Run the project from Docker

  • Pull docker image:

    docker pull egorbogomolov/sosed:latest
  • Map input, output, and data directories from inside the container to the local filesystem, to cache both auxiliary and output data. This allows to inspect the output afterwards (e.g., check the vocabulary for analyzed projects) outside the container:

    docker run \
      -v "$(pwd)"/input_examples:/input_examples/ \
      -v "$(pwd)"/output:/output/ \
      -v "$(pwd)"/data:/data \
      egorbogomolov/sosed:latest -i input_examples/input.txt -o output/examples_output/

Known issues

  • Sosed does not work from source on Windows, because some dependencies do not support Windows. Consider using WSL or Docker for Windows.
  • Clusters were labeled manually, and even though we tried our best, the range of topics is very broad, from "CPU fans" to "Large Hadron Collider". Some descriptions may be imprecise, so feel free to open an issue in case you find any debatable descriptions!

Advanced options

  1. -l, --local – if passed, the input file will be treated as a list of paths to local directories.
  2. -f, --force – if passed, all stages will be re-run, otherwise stored intermediate data will be used.
  3. -s, --min_stars – searching for similar projects among those with at least min_stars stars. Available options are 0, 1, 10, 50, 100. Default is 100. Warning: for 0+ and 1+ options, a large archive will be downloaded (0+ stars: 1 GB compressed, 9 GB decompressed; 1+ stars: 250 MB compressed, 2 GB decompressed).
  4. -k, --closest – number of closest repositories to print. Default is 10.
  5. -b, --batches – number of projects that are tokenized together and stored in one file. Default is 100.
  6. -m, --metric – a method to compute project similarity, either kl or cosine. Default is kl.
  7. -e, --explain – if passed, Sosed will explain the similarity.
  8. --lang – language name. If passed, Sosed will output only the projects in a given language.

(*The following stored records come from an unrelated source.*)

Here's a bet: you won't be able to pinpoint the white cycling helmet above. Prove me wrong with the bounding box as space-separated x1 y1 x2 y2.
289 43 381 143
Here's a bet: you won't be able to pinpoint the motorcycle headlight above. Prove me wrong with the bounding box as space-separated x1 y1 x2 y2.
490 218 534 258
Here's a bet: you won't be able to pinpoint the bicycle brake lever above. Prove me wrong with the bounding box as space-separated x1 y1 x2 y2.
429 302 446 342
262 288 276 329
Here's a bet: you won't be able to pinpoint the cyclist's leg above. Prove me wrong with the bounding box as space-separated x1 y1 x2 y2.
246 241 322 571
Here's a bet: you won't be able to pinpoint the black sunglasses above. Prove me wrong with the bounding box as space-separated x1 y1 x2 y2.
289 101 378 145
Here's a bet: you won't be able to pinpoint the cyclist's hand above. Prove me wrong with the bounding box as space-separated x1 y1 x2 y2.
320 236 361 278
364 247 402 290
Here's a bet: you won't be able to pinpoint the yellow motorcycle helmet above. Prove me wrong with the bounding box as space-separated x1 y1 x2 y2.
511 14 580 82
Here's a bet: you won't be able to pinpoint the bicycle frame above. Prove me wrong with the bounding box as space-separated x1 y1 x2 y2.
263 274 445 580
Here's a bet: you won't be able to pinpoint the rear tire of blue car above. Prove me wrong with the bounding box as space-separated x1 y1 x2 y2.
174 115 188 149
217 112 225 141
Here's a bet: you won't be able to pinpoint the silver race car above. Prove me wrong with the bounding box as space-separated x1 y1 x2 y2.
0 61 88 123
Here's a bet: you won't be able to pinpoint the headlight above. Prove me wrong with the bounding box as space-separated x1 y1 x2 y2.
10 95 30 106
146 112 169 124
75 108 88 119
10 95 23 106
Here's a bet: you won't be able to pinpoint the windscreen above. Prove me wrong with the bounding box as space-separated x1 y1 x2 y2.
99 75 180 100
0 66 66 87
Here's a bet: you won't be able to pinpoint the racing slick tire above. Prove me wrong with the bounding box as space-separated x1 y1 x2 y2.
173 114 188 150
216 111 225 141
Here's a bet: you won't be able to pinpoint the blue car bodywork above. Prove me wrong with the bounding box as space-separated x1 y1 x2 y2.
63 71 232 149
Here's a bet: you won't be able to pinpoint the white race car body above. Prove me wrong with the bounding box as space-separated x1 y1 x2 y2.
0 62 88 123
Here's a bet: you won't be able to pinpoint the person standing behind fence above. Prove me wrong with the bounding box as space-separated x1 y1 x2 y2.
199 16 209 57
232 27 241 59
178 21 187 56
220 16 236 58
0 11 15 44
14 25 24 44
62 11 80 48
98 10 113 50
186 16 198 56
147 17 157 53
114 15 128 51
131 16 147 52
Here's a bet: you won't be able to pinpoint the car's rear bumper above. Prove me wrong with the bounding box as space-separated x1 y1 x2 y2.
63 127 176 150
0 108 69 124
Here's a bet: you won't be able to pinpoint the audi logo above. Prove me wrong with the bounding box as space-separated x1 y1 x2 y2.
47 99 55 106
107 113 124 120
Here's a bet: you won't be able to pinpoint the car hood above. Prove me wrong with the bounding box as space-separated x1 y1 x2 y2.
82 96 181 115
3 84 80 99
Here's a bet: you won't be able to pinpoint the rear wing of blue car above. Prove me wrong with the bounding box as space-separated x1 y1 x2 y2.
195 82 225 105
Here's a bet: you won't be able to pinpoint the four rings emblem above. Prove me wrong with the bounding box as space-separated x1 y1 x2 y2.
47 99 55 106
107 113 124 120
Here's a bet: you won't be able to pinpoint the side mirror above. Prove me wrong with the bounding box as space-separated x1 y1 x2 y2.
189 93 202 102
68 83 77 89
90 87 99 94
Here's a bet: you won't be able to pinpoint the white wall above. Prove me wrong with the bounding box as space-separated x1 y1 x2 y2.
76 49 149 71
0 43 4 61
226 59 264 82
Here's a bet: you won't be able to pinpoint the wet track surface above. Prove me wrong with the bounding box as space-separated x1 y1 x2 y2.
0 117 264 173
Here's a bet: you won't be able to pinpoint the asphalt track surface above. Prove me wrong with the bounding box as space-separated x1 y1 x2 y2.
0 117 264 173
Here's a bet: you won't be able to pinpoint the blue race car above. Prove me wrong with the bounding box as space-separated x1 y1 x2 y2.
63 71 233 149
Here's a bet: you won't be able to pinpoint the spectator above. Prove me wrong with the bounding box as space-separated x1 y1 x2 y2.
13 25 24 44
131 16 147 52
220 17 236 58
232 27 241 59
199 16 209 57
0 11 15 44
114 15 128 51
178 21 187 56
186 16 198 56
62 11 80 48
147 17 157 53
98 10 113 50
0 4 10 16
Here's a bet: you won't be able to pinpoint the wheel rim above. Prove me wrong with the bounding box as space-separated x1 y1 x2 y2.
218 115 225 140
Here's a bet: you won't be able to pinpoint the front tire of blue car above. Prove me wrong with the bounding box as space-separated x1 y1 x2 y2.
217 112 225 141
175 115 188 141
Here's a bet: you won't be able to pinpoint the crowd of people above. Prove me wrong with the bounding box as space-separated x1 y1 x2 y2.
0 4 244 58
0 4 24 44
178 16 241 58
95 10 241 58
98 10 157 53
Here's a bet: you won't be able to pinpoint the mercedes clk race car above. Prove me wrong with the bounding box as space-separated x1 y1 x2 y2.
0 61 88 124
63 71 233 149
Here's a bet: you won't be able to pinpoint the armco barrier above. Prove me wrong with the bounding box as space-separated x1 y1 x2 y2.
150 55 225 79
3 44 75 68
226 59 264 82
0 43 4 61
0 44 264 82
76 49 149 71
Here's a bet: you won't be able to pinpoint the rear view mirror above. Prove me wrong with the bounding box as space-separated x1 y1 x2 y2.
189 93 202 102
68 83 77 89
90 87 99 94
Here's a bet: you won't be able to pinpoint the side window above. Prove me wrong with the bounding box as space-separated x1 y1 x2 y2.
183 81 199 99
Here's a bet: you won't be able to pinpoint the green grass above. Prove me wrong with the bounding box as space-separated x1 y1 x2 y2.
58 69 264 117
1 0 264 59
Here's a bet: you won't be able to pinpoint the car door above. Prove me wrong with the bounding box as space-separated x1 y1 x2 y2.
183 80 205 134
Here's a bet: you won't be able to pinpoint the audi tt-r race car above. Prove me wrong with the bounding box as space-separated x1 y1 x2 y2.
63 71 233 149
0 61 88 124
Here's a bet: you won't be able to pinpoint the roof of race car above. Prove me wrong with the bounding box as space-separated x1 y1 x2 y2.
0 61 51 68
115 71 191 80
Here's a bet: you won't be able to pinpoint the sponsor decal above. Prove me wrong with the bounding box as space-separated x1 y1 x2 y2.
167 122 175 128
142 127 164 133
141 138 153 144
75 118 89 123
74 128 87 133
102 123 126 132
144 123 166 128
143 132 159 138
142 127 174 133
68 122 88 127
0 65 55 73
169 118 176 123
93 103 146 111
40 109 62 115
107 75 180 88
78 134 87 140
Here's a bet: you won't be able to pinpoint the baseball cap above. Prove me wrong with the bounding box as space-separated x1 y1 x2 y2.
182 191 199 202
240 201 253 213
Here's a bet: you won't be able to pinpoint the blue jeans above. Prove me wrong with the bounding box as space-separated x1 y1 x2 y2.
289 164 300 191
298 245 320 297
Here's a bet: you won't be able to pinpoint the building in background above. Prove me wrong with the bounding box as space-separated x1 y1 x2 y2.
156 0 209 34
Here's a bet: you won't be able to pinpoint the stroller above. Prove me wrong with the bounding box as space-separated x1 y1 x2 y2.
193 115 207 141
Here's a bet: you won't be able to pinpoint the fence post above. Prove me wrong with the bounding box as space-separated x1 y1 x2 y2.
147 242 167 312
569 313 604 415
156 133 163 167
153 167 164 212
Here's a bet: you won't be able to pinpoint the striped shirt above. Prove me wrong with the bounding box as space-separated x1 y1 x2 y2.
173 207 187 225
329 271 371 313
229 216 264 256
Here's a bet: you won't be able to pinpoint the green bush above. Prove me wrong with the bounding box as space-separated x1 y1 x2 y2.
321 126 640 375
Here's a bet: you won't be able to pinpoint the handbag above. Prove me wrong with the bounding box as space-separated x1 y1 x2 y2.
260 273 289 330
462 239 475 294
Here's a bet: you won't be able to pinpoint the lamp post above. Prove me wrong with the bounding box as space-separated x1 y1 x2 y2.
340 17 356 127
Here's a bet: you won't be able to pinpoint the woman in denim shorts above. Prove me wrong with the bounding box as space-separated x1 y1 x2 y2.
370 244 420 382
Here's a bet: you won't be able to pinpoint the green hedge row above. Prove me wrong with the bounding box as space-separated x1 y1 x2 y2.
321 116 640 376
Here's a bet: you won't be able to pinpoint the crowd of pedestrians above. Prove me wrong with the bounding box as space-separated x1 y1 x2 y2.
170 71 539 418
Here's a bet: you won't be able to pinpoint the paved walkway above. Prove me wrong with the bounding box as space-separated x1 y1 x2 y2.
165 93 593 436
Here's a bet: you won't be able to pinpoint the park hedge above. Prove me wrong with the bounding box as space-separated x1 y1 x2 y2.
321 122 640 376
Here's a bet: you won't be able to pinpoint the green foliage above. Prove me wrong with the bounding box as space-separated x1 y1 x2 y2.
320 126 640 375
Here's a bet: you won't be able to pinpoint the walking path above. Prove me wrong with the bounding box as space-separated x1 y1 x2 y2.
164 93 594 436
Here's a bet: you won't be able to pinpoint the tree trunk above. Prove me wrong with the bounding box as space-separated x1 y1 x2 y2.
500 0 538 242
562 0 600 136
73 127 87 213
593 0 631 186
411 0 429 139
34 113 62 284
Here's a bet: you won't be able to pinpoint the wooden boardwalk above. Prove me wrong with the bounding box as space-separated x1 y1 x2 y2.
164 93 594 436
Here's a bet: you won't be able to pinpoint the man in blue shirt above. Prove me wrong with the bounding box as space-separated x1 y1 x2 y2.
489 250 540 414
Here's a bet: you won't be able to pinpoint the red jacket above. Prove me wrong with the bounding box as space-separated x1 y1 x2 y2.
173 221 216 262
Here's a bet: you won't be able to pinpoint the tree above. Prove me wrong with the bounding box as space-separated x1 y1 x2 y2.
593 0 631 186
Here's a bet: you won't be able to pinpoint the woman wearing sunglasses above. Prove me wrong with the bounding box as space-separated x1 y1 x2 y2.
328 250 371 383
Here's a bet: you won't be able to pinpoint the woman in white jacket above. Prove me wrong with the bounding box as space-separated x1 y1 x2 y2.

Example of usage with all the flags:

python3 -m sosed.run \
  -i input_examples/input.txt -o output_example \
  --local --force --min_stars 10 --closest 20 --batches 1000 --metric cosine --explain --lang Go

Evaluation

To verify the tool, we identified the most similar projects to a set of 94 popular GitHub repositories (the list is available here). We applied filtering to output only the projects with 100+ stars.

From our point of view, the results seem promising, but we still should conduct a thorough evaluation. We made the full output available for both KL-divergence and cosine similarity.